There's no info about the clocks, IPC or performance (as expected, Apple's mouthpiece at Bloomberg won't reveal the good stuff
).
TSMC's N3 is going to be about 50% denser than the N5P in M2. That gives Apple a lot to work with, My expectation is that the normal M3 will have ~30 billion transistors, performance cores are going to get about 25% bigger, and we may get more E cores, but they'll stick to 4 P cores. I expect clocks to remain in the 3.5-4.0 GHz range and most improvements in CPU/GPU to come from better IPC.
I also expect M3 to be based on A17 uarch rather than A16 (M1 was based on A14, M2 on A15, A16 was basically a rebranded A15 as TSMC didn't deliver 3nm on time. I think they'll skip an M-series chip based on A16).
IPC wise not much is different, seems like all the potential gains will be from the 3nm node and extra cores.
These are not exclusive. Denser nodes allow bigger and wider cores (more transistors) in the same die space, which is how you achieve better IPC. Increasing clocks isn't the only way you can use denser nodes for better performance.
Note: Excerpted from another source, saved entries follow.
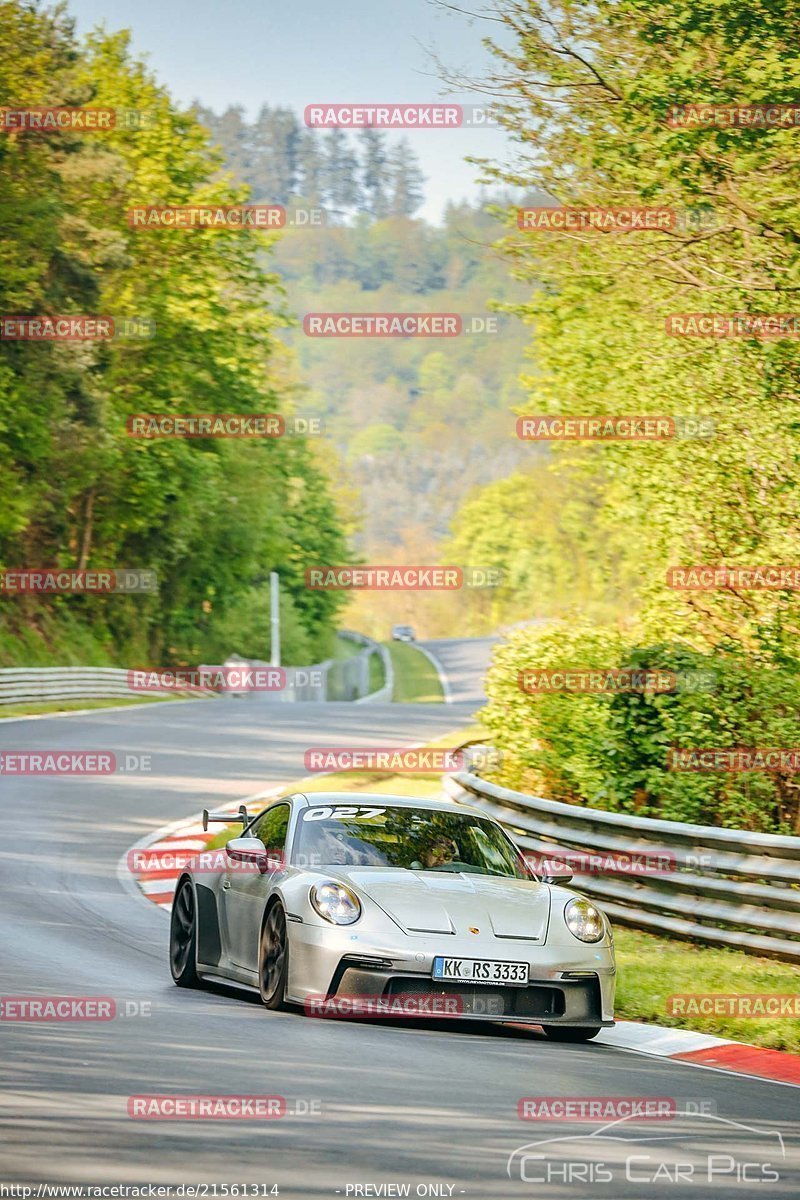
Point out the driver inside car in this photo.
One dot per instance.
(438, 853)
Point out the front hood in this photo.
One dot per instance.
(438, 903)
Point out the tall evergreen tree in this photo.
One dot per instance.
(405, 180)
(341, 184)
(374, 173)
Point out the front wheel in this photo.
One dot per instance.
(274, 959)
(571, 1032)
(182, 939)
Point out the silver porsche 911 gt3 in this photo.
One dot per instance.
(392, 905)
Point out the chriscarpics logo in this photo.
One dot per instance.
(698, 1156)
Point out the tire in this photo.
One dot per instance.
(571, 1032)
(182, 939)
(274, 959)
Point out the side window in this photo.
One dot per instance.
(272, 828)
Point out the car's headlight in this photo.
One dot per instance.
(583, 921)
(335, 903)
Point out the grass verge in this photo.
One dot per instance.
(415, 677)
(72, 706)
(650, 970)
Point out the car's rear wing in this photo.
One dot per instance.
(226, 817)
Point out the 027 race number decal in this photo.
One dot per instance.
(342, 813)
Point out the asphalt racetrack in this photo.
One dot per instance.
(370, 1104)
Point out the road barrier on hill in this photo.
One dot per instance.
(338, 679)
(346, 679)
(722, 887)
(25, 685)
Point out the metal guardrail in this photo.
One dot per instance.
(22, 685)
(722, 887)
(334, 679)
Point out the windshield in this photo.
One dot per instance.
(415, 839)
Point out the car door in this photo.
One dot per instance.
(245, 887)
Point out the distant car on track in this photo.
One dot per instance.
(403, 634)
(378, 899)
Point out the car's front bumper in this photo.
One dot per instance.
(567, 984)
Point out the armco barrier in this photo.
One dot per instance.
(23, 685)
(727, 887)
(338, 679)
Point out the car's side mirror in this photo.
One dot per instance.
(248, 850)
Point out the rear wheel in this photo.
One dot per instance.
(571, 1032)
(274, 959)
(182, 939)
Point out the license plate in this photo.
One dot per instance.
(481, 971)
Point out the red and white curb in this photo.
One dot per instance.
(704, 1050)
(155, 864)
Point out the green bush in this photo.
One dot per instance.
(613, 750)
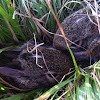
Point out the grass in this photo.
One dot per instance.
(19, 21)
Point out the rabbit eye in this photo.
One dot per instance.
(52, 76)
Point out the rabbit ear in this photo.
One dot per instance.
(9, 72)
(52, 76)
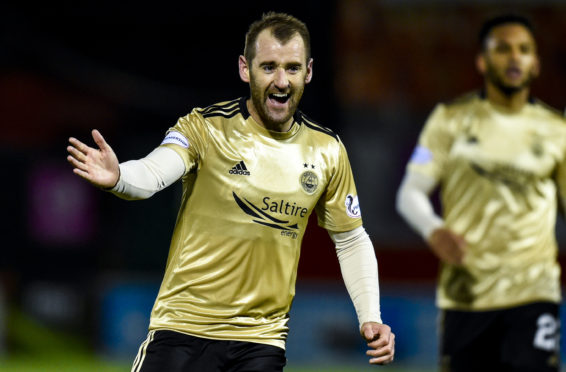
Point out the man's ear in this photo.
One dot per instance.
(244, 69)
(480, 63)
(536, 67)
(308, 78)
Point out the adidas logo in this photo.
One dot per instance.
(240, 169)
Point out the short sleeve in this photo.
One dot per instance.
(338, 209)
(434, 145)
(188, 138)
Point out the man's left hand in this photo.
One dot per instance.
(381, 341)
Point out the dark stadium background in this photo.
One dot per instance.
(79, 268)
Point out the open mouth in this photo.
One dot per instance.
(280, 97)
(513, 72)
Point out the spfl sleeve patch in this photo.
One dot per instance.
(176, 138)
(421, 155)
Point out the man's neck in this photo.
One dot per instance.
(514, 101)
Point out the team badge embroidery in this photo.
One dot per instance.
(309, 182)
(352, 206)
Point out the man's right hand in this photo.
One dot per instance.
(98, 166)
(447, 246)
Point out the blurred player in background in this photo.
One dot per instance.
(253, 170)
(497, 156)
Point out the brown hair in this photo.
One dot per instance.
(283, 28)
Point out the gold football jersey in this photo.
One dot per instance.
(247, 197)
(499, 172)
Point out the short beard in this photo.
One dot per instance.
(268, 121)
(507, 90)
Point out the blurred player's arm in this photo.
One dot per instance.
(359, 270)
(132, 180)
(414, 205)
(560, 179)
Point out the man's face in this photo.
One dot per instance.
(509, 60)
(277, 76)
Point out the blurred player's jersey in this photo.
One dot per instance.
(499, 172)
(246, 201)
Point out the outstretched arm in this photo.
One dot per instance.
(132, 180)
(96, 165)
(359, 270)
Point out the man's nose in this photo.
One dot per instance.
(281, 81)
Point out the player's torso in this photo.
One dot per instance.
(498, 192)
(236, 245)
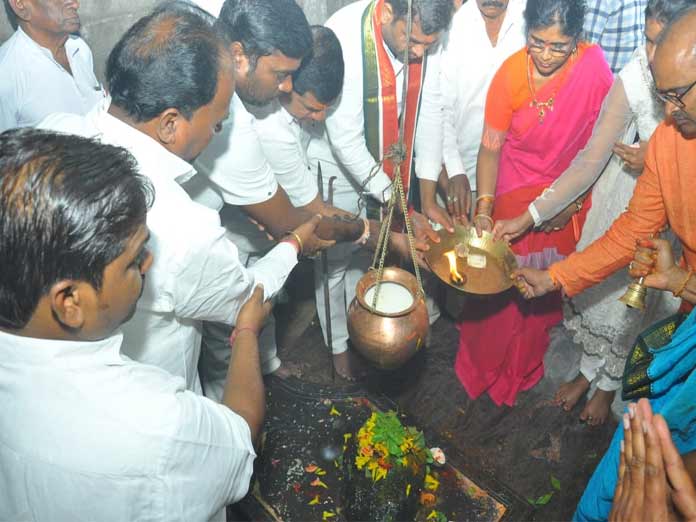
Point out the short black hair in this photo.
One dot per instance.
(170, 58)
(664, 11)
(68, 206)
(322, 70)
(433, 16)
(11, 15)
(569, 14)
(266, 26)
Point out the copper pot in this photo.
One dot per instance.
(386, 339)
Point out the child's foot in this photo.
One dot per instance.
(569, 394)
(597, 408)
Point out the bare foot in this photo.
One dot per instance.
(597, 408)
(350, 366)
(288, 369)
(569, 394)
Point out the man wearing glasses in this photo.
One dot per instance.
(664, 193)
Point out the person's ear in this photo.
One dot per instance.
(240, 60)
(67, 303)
(168, 126)
(21, 8)
(387, 14)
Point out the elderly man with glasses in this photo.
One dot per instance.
(663, 195)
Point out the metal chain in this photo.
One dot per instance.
(396, 154)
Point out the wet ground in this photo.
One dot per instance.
(542, 454)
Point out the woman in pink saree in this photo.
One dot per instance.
(540, 111)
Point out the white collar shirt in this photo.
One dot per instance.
(33, 84)
(275, 154)
(468, 65)
(87, 434)
(344, 141)
(196, 274)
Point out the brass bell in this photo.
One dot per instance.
(635, 295)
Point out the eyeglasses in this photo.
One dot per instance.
(557, 50)
(674, 98)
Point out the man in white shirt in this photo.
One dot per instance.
(269, 40)
(86, 433)
(483, 35)
(45, 67)
(351, 148)
(171, 81)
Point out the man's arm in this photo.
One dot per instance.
(645, 217)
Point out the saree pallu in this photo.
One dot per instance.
(669, 382)
(503, 340)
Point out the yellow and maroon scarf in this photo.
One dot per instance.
(380, 106)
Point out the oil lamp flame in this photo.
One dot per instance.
(455, 276)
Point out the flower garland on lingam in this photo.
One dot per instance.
(383, 443)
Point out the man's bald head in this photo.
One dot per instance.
(674, 68)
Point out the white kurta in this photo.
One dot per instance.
(87, 434)
(196, 274)
(244, 165)
(33, 84)
(468, 65)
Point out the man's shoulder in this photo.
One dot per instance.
(69, 124)
(12, 57)
(347, 19)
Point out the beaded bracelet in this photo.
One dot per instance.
(237, 331)
(682, 287)
(299, 241)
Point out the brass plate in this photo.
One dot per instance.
(491, 279)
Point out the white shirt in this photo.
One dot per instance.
(33, 84)
(469, 62)
(196, 274)
(87, 435)
(274, 149)
(344, 143)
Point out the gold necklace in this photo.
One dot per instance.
(542, 107)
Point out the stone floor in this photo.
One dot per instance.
(522, 447)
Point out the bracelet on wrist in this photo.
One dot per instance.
(486, 197)
(682, 287)
(365, 235)
(485, 216)
(298, 240)
(237, 331)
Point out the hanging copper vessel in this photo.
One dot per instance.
(391, 334)
(477, 265)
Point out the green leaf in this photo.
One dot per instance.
(555, 483)
(544, 499)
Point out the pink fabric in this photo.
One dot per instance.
(503, 338)
(536, 154)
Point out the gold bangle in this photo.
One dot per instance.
(489, 218)
(486, 197)
(682, 287)
(299, 241)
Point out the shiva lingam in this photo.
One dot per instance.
(473, 264)
(635, 295)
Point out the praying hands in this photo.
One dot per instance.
(653, 483)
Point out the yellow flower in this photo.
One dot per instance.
(431, 482)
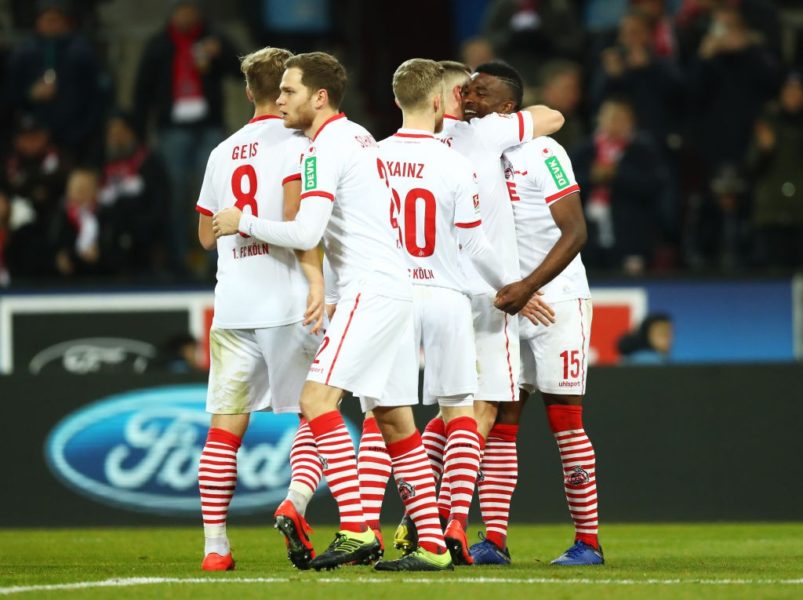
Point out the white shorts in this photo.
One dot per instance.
(445, 330)
(258, 369)
(496, 335)
(369, 338)
(555, 359)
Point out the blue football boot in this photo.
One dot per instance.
(487, 553)
(580, 555)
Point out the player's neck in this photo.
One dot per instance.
(419, 122)
(265, 110)
(320, 120)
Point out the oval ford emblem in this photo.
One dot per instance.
(140, 450)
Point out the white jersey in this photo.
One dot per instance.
(482, 141)
(539, 173)
(434, 191)
(257, 285)
(342, 164)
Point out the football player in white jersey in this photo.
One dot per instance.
(368, 347)
(550, 231)
(260, 350)
(436, 211)
(482, 141)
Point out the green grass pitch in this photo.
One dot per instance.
(644, 561)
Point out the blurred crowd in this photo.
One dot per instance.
(684, 121)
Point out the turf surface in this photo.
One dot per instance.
(643, 561)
This usually is Apple's chip design approach, they focus on uarch improvements when they go to a denser node along they have modest clock increases, modest die size shrinks and significant transistor count increases. Then on future iterations when the node matures they increase clocks more aggressively while making their uarch more efficient to compensate. This is the opposite of Intel's old tik/tok approach.